Queries documents that contain fields indexed using (i) xy_shape type, which either intersect, are contained by, are within or do not intersect with the specified xy_shape (ii) xy_point type, which intersect/contains/within with the specified xy_shape

The query supports two ways of defining the query for documents that contains xy_shape, either by providing a new target xy_shape definition, or by referencing pre-indexed xy_shape from another index.

Using new target shape definition

Here the target xy_shape is defined as an envelope to search for documents, that contains xy_shape within this boundary

GET /xy_shape_index_example/_search
{
  "query": {
    "xy_shape": {
      "geometry": {
        "query_shape": {
          "type": "envelope",
          "coordinates": [ [ 10.0, 10.0], [ 200.0, 300.0] ]
        },
        "relation": "within"
      }
    }
  }
}

Using pre-index shape from another index

Here the target xy_shape is referenced from a field in separate index with default spatial relationship ( intersects)

PUT /xy_shape_index_predefined
{
  "mappings": {
    "properties": {
      "geometry": {
        "type": "xy_shape"
      }
    }
  }
}

PUT /xy_shape_index_predefined/_doc/object1
{
  "geometry": {
    "type": "envelope",
    "coordinates" : [[13.0, 53.0], [14.0, 52.0]]
  }
}

GET /xy_shape_index_example/_search
{
  "query": {
    "bool": {
      "filter": {
        "xy_shape": {
          "geometry": {
            "indexed_shape": {
              "index": "shape_index_predefined",
              "id": "object1",
              "path": "geometry"
            }
          }
        }
      }
    }
  }
}

Spatial Relations between xy_shapes

The following is a complete list of spatial relation operators available:

Hagaygur commented 2 years ago

I'll ask here, since I haven't really managed to figure out the use case for the field.
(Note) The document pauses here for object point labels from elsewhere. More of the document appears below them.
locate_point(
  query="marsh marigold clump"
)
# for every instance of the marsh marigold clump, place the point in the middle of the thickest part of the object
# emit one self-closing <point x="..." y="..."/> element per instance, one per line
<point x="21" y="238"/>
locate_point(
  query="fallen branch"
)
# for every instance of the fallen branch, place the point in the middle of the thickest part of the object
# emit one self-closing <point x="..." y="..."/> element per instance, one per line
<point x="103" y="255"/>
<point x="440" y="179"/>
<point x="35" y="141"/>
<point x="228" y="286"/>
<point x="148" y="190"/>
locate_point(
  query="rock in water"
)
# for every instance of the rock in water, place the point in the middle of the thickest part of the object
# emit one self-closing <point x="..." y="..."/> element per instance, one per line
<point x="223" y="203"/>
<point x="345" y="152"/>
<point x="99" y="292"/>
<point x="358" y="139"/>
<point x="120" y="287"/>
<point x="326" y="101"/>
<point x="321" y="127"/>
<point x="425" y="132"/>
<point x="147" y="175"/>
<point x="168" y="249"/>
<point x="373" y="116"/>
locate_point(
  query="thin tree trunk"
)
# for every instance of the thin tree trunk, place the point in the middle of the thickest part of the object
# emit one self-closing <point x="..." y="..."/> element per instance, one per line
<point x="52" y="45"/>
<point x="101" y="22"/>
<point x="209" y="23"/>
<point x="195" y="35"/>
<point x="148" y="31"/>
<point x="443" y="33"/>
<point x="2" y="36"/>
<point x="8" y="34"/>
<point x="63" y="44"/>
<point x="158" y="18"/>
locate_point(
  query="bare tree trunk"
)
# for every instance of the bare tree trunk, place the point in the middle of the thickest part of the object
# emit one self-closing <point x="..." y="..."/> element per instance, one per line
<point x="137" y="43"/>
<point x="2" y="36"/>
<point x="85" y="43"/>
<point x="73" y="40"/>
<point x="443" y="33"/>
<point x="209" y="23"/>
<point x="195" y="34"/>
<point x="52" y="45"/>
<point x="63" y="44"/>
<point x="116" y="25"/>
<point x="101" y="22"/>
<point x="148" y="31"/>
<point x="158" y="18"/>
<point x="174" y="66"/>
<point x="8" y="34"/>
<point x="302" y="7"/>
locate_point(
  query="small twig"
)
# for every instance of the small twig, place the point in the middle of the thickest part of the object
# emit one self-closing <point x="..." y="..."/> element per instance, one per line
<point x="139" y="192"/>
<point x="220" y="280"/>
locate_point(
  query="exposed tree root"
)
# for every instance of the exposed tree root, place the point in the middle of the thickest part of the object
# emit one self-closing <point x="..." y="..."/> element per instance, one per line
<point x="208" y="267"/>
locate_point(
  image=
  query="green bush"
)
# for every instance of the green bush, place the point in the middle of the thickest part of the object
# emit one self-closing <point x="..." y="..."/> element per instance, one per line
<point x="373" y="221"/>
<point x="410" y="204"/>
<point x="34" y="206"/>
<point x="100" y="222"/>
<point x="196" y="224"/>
We're indexing multiple type of coordinates, some of which are Cartesian, and some require conversion to Cartesian.

Thing is, when using grid based system.(such as Mercator systems) , you usually need , well, the grid. And as far as UTM goes, the zone. I may be misunderstanding the field in lucene, but I see none of these parameters. Is there an implied underlying grid? What is the use case there precisely?

Note that supporting everything that lucene has is obviously a priority, but I really can't figure out the use of this field.

nknize commented 2 years ago

Note that supporting everything that lucene has is obviously a priority, but I really can't figure out the use of this field.

This isn't just for geospatial applications. If you think of anything prefixed w/ geo implies geographic (e.g., locations on an ellipsoid), this field is for cartesian locations. So for geospatial applications it can be used for projections to a local custom grid, when used in conjunction w/ a Z field it can represent ENU, ECF. Add a zone field to a boolean query and you can absolutely use mercator grid.

Beyond that it works for other spatial applications like virtual worlds, CAD documents, amusement park mapping, VR, and sporting venus (e.g., MLB, NHL, NFL. NBA, MLS analytics).

Think of it as a field that uses euclidean distances instead of haversine; so sorting is much faster w/o having to hijack the geo field for non-geographic spatial applications.

VijayanB commented 2 years ago

Development is completed. Please open a bug report or enhancement in future.